Saint Maximos the Confessor Appeared to Elder Iosif and Explained a Difficult Passage

4 May 2020

When he (Elder Iosif Vatopaidinos) was encouraging us once to study Patristic writings, he mentioned that there was benefit not only in their teaching and exhortations, but also from their prayers. As well as studying their works, we should call upon them.

In his hermitage at New Skete, on the Holy Mountain, while he was studying the works of Saint Symeon the New Theologian and, at the same time, praying to him the presence of the saint became so tangible that he felt diffident and reticent.

‘I drew back’, he said, ‘in case I touched him’.

He studied the Holy Fathers carefully, systematically and in depth and he always read the original not a modern translation.

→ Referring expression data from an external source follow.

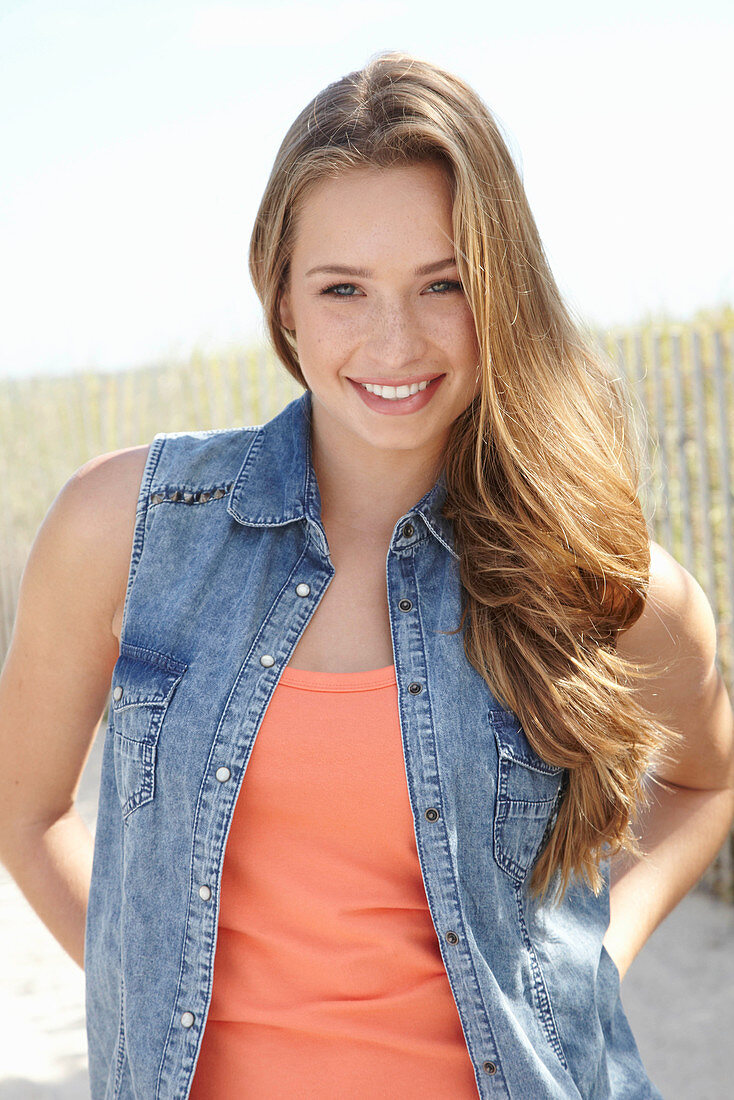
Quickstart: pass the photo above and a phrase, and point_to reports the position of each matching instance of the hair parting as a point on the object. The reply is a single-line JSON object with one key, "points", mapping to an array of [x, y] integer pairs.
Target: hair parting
{"points": [[541, 470]]}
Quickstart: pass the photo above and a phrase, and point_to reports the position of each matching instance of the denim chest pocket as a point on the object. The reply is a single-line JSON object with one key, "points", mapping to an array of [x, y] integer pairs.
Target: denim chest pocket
{"points": [[528, 793], [143, 683]]}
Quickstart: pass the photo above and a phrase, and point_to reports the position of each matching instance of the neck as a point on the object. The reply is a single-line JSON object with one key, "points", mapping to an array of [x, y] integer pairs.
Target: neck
{"points": [[368, 488]]}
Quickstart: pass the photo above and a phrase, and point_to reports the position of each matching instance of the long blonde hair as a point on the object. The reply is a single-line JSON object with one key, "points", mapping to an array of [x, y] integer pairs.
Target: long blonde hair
{"points": [[541, 470]]}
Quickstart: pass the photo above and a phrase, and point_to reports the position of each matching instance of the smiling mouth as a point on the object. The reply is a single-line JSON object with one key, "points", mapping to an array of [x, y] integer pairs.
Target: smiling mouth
{"points": [[396, 393]]}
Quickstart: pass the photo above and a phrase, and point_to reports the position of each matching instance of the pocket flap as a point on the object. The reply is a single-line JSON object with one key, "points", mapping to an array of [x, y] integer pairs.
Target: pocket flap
{"points": [[535, 780], [143, 677]]}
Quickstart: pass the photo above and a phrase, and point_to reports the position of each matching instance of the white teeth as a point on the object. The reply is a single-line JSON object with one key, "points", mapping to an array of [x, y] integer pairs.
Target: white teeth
{"points": [[395, 393]]}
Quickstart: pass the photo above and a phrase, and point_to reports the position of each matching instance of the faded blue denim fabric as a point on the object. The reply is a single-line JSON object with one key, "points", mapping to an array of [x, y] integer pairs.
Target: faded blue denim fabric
{"points": [[229, 562]]}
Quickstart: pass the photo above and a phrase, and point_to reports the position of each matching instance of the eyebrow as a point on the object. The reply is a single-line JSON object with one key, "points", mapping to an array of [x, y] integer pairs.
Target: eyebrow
{"points": [[363, 273]]}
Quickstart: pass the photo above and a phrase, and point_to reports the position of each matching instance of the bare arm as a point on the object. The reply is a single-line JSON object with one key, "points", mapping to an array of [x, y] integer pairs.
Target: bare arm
{"points": [[54, 685], [692, 796]]}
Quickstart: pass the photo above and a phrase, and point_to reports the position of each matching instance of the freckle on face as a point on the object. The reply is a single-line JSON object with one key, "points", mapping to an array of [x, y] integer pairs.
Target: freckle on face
{"points": [[387, 325]]}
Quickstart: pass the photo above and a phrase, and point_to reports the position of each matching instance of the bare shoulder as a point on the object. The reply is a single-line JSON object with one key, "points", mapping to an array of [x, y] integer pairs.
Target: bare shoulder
{"points": [[55, 678], [676, 639], [88, 532], [677, 624]]}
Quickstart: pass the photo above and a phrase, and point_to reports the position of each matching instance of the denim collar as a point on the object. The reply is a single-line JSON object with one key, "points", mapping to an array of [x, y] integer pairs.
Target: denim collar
{"points": [[276, 483]]}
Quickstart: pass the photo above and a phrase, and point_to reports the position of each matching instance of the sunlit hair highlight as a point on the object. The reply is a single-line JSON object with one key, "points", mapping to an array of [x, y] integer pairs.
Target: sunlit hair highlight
{"points": [[541, 470]]}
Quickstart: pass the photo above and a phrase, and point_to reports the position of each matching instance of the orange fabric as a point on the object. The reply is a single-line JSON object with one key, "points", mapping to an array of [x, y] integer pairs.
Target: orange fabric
{"points": [[328, 979]]}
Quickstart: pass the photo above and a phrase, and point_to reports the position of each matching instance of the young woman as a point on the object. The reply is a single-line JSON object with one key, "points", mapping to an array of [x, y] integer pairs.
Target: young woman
{"points": [[390, 674]]}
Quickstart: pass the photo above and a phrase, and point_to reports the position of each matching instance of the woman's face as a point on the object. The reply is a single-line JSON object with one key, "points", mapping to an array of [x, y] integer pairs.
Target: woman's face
{"points": [[385, 337]]}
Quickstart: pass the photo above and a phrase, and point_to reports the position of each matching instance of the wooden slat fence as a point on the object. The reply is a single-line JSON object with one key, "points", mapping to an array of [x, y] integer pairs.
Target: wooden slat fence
{"points": [[681, 378]]}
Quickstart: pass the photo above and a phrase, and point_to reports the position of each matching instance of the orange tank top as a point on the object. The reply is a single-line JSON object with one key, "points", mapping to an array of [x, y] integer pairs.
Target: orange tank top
{"points": [[328, 979]]}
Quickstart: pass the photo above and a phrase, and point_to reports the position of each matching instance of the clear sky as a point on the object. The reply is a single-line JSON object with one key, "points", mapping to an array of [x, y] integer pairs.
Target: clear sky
{"points": [[137, 136]]}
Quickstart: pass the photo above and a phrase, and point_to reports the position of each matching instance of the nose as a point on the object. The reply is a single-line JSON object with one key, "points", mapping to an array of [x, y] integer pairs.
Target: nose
{"points": [[395, 338]]}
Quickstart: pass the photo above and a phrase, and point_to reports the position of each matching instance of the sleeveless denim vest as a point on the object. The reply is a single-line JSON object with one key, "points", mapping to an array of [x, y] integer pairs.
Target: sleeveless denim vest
{"points": [[229, 563]]}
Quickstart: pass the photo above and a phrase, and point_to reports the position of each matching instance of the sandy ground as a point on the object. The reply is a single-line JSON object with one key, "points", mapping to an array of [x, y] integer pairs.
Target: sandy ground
{"points": [[679, 997]]}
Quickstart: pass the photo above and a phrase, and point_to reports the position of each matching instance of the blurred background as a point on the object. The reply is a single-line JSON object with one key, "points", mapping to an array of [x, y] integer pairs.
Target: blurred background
{"points": [[137, 139]]}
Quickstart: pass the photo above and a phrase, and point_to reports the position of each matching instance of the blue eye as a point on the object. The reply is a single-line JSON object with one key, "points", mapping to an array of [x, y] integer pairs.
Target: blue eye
{"points": [[337, 289], [445, 286]]}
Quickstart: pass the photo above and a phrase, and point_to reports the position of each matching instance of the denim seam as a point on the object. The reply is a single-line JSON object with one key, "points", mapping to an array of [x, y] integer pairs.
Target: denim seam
{"points": [[141, 519], [539, 988], [120, 1055], [228, 820], [419, 840]]}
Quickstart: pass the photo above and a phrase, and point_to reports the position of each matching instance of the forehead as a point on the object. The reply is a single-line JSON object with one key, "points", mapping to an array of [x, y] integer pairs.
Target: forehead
{"points": [[373, 207]]}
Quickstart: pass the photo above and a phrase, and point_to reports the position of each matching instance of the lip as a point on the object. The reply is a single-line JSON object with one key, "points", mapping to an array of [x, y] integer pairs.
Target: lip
{"points": [[404, 405], [411, 381]]}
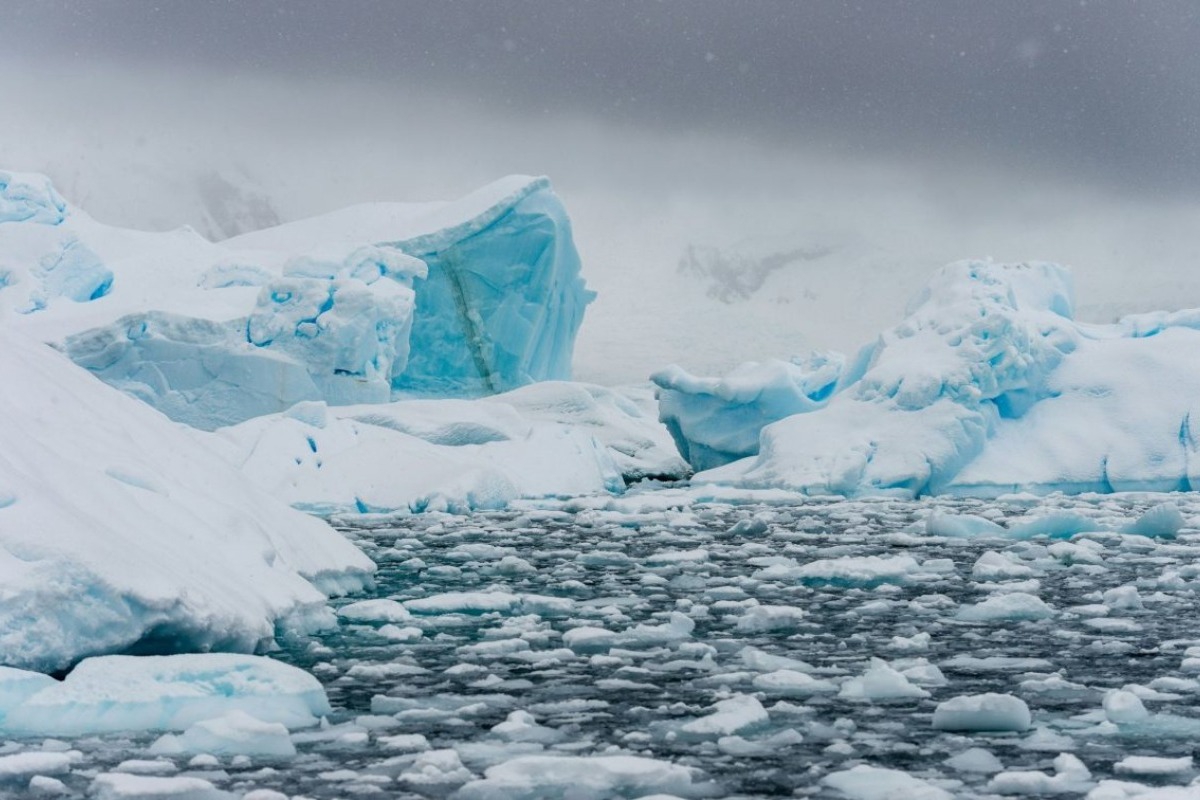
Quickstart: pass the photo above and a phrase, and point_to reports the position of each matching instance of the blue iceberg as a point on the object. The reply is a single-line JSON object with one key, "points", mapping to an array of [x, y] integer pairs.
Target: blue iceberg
{"points": [[367, 305], [988, 386]]}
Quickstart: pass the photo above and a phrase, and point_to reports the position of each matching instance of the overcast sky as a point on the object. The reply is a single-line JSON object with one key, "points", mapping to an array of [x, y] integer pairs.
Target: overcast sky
{"points": [[1105, 90]]}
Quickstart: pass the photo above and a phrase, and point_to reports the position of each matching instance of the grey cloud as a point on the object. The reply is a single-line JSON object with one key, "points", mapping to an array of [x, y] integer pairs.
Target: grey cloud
{"points": [[1103, 89]]}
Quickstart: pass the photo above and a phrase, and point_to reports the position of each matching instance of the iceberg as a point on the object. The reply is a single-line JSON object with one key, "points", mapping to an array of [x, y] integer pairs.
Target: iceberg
{"points": [[120, 531], [717, 420], [549, 439], [113, 693], [988, 386], [365, 305]]}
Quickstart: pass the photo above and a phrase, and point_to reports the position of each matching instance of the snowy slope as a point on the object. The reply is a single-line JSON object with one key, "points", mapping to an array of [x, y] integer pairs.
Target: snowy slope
{"points": [[550, 439], [120, 533], [987, 386], [472, 296]]}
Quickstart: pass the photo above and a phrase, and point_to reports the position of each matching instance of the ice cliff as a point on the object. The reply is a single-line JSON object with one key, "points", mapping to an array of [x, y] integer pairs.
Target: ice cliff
{"points": [[120, 533], [987, 386], [360, 306]]}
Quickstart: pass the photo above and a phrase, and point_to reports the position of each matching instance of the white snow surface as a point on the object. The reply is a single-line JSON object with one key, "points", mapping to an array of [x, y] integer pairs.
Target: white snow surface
{"points": [[445, 299], [119, 531], [549, 439], [988, 386], [111, 693]]}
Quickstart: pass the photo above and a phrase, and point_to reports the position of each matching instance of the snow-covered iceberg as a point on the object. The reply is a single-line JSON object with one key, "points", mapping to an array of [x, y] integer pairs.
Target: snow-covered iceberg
{"points": [[549, 439], [987, 386], [359, 306], [121, 533]]}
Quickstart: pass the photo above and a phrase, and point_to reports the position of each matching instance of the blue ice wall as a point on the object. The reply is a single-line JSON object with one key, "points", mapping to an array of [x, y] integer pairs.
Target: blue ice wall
{"points": [[502, 302]]}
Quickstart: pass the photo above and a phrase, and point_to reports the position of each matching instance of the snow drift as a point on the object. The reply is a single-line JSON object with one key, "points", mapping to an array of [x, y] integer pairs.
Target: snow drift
{"points": [[988, 386], [120, 533], [360, 306]]}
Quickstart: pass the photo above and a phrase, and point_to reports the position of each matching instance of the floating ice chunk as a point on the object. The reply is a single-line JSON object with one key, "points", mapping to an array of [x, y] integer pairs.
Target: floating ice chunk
{"points": [[730, 716], [975, 759], [865, 782], [18, 685], [763, 661], [789, 683], [465, 602], [405, 743], [997, 663], [677, 627], [1123, 597], [994, 566], [667, 558], [1122, 707], [168, 693], [24, 765], [1071, 777], [235, 733], [983, 713], [582, 777], [964, 525], [880, 683], [1057, 689], [521, 726], [396, 633], [47, 787], [761, 619], [847, 571], [588, 638], [1152, 765], [1054, 525], [1007, 607], [119, 786], [375, 611], [717, 420], [436, 771], [767, 747], [1164, 521]]}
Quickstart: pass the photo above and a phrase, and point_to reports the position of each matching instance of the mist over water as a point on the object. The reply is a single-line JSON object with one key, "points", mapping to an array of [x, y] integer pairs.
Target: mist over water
{"points": [[888, 143]]}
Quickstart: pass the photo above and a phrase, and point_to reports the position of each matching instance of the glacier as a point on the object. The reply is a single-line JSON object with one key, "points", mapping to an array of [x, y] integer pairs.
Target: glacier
{"points": [[365, 305], [120, 531], [988, 386], [547, 439]]}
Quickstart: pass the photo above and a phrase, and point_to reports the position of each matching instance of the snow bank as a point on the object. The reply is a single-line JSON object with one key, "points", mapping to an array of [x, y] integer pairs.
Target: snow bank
{"points": [[550, 439], [119, 533], [988, 386], [112, 693], [717, 420], [474, 296]]}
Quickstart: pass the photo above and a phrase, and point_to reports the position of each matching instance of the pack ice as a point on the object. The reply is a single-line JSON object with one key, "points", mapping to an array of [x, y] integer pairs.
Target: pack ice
{"points": [[475, 296], [121, 533], [987, 386]]}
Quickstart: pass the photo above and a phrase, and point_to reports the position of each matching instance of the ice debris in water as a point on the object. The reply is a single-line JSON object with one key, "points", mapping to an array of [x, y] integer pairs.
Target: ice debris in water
{"points": [[989, 711], [622, 662], [469, 298]]}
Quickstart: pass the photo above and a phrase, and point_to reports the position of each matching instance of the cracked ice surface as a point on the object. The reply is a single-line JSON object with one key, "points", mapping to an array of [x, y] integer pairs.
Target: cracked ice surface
{"points": [[670, 643]]}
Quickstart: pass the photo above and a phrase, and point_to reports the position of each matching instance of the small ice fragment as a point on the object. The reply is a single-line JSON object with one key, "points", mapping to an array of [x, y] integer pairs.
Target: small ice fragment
{"points": [[975, 759], [1007, 607], [865, 782], [880, 683], [981, 713]]}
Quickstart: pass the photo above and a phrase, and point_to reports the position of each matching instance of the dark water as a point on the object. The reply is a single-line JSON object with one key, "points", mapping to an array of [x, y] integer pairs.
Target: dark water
{"points": [[672, 588]]}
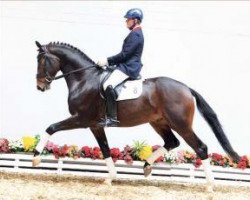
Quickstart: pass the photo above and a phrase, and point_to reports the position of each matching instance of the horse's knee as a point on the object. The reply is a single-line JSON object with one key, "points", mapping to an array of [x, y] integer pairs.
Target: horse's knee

Writings well beyond the ability of many people to understand [because of the difficult language], such as those by Saints Gregory Palamas and Maximos the Confessor were not only easy for him, but also his principle spiritual nourishment, even though he had only rudimentary education*.

He had a living relationship with the Fathers whose texts he studied. He told me that on one occasion he couldn’t understand a particularly difficult passage by Maximos the Confessor and the saint himself appeared and explained it to him.

Often divine Grace helped him with particular questions or unknown words he came across in his reading.

Another time, we were discussing something and a word came up from one of the iambic canons of Saint John the Damascan and he told me that at that precise moment Grace told him what it meant. He passed on the definition to me and then we opened a dictionary to confirm the meaning. It was exactly as the Elder had said.

* There has always been a tradition of scholarly monks on the Holy Mountain, but a concatenation of adverse circumstances in the 20th century meant that quite a number of monks arrived without much in the way of formal education. Saints Silouan, Joseph the Hesychast, Porfyrios, Païsios and the late Elder Efraim in Arizona were not men of letters, although Saint Païsios, in particular had a way with words. Yet all of them were able to read and understand Patristic texts. Saint Silouan actually addresses this in one of his letters: ‘People who don’t understand the Scriptures find them almost unintelligible. It’s only when they’re taught by the Holy Spirit that they comprehend everything’. Patristic writing is further complicated by the fact that not only are the concepts difficult, but the Greek can be impenetrable. The Cappadocian Fathers deliberately used an old form of Attic Greek, not to show off their erudition, but because they felt it better suited to their efforts to express the almost inexpressible. Thus, for example, they took the older concept of ‘hypostasis’  (‘underlying reality’) and refined it so that it meant ‘mode of being’. It is therefore truly astonishing that men with the educational background of those mentioned above were able to read and understand texts by Saints Gregory Palamas, Maximos the Confessor and the other Fathers in the original.